Configuring and Creating an ADF Instance
At the time of this writing, the blade for configuring and creating a Data Factory initially appears as shown below:
“Why Do You Keep Writing ‘At the Time of This Writing’?”
Azure changes daily. The screenshots in this series of Stairway articles will become outdated. Maintaining the screenshots would be an exercise in futility, in the author’s opinion. When – not if – these screenshots appear differently, please do your best to adjust. Contact the author is you need help.
Complete the fields displayed in the “New data factory” blade, especially the fields marked as required:
I love that the default for the “Enable GIT” checkbox is checked. Why? Data engineering is software development. Software development best practices apply, and one such practice is: Use source control.
We will cover ADF’s GIT integration in a future stairway article. For now, uncheck the “Enable GIT” checkbox if you are following along at home.
Click the “Automation options” link to view the Azure Resource Manager template:
Azure Resource Manager – or ARM – surfaces several options for automating many Azure operations, especially provisioning operations.
Deploying via ARM Template
You may deploy using the ARM template by clicking Deploy on the template toolbar. The “Custom deployment” blade displays. Select of configure a Resource Group and check the “I agree…” checkbox:
You may then click the Purchase button to begin deployment via the ARM template.
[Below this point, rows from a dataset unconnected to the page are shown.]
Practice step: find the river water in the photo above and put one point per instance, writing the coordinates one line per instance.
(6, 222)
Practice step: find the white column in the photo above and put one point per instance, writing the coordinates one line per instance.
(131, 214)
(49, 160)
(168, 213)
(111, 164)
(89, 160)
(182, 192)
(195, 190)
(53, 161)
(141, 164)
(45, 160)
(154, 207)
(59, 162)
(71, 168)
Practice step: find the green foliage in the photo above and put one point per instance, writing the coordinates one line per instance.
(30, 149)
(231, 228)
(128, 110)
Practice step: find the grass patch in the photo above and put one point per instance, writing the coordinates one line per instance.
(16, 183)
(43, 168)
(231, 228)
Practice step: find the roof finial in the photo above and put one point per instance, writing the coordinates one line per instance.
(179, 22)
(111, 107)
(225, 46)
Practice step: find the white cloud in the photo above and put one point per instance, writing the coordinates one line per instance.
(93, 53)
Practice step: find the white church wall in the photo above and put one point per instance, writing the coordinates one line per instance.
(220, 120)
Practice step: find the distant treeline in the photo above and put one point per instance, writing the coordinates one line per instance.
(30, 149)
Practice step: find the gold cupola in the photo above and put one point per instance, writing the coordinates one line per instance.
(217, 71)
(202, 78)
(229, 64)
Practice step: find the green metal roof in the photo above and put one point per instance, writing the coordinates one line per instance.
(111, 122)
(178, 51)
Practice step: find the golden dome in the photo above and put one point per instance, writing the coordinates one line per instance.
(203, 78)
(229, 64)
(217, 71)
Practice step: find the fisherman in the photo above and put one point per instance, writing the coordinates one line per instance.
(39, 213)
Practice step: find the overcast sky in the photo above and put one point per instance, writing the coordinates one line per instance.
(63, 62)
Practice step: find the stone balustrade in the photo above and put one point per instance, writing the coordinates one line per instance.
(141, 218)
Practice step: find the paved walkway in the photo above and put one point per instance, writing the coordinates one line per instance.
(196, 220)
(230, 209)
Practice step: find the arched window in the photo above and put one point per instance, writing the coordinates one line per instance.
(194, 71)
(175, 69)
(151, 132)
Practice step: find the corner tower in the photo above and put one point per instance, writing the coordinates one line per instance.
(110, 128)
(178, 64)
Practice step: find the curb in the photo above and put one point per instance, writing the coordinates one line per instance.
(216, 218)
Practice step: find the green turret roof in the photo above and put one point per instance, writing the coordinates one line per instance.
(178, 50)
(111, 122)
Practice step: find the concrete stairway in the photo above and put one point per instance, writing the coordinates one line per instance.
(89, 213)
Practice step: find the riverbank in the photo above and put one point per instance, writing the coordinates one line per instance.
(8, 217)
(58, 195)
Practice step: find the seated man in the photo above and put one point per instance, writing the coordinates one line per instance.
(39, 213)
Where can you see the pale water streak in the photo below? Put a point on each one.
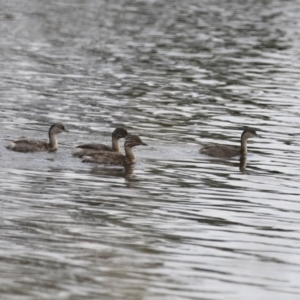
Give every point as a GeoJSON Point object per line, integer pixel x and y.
{"type": "Point", "coordinates": [178, 225]}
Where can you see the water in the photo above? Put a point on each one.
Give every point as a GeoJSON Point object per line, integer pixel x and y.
{"type": "Point", "coordinates": [179, 225]}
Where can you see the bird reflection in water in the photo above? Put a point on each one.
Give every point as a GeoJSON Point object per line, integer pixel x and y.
{"type": "Point", "coordinates": [126, 172]}
{"type": "Point", "coordinates": [243, 163]}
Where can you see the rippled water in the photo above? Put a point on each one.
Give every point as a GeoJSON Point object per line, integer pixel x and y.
{"type": "Point", "coordinates": [179, 225]}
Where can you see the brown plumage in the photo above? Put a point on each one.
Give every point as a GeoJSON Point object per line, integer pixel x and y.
{"type": "Point", "coordinates": [87, 149]}
{"type": "Point", "coordinates": [227, 151]}
{"type": "Point", "coordinates": [27, 145]}
{"type": "Point", "coordinates": [113, 158]}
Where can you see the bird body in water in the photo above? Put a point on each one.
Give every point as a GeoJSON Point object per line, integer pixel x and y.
{"type": "Point", "coordinates": [228, 151]}
{"type": "Point", "coordinates": [28, 145]}
{"type": "Point", "coordinates": [113, 158]}
{"type": "Point", "coordinates": [87, 149]}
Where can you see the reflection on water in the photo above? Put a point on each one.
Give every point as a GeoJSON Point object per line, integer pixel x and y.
{"type": "Point", "coordinates": [178, 224]}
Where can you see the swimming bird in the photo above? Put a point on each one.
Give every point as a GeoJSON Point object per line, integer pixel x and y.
{"type": "Point", "coordinates": [228, 151]}
{"type": "Point", "coordinates": [113, 158]}
{"type": "Point", "coordinates": [28, 145]}
{"type": "Point", "coordinates": [87, 149]}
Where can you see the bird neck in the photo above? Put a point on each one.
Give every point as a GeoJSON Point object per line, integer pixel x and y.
{"type": "Point", "coordinates": [53, 141]}
{"type": "Point", "coordinates": [115, 145]}
{"type": "Point", "coordinates": [129, 154]}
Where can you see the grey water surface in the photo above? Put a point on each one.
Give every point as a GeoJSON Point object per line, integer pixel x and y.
{"type": "Point", "coordinates": [179, 224]}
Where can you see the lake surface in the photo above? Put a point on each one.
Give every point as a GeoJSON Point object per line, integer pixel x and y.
{"type": "Point", "coordinates": [179, 224]}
Deploying via “New data factory” Blade
Return to the “New data factory” blade by clicking the “New data factory” link in the breadcrumbs as shown below:
When you are ready to create the data factory, click the Create button. A notification that deployment has commenced displays:
Once deployment is complete, another notification displays:
Click the “Go to resource group” button to view your provisioned data factory:
Click the name of your data factory to view the blade that contains details of your freshly-provisioned instance of Azure Data Factory:
Click the pushpin icon in the upper right corner (circled) to pin the data factory to your dashboard. Visit your dashboard to view a handy link to your ADF instance:
When your revisit your Azure dashboard, click the tile for your instance of Azure Data Factory for access to your data factory blade.
In this article we provisioned an instance of Azure Data Factory and demonstrated how to add a tile to your Azure dashboard for accessing your ADF instance in the future.
Azure Data Factory is an important component in the Azure cloud eco-system. Data integration / engineering remains the largest individual component of most data science and analytics efforts. Still relatively new, ADF offers compelling functionality.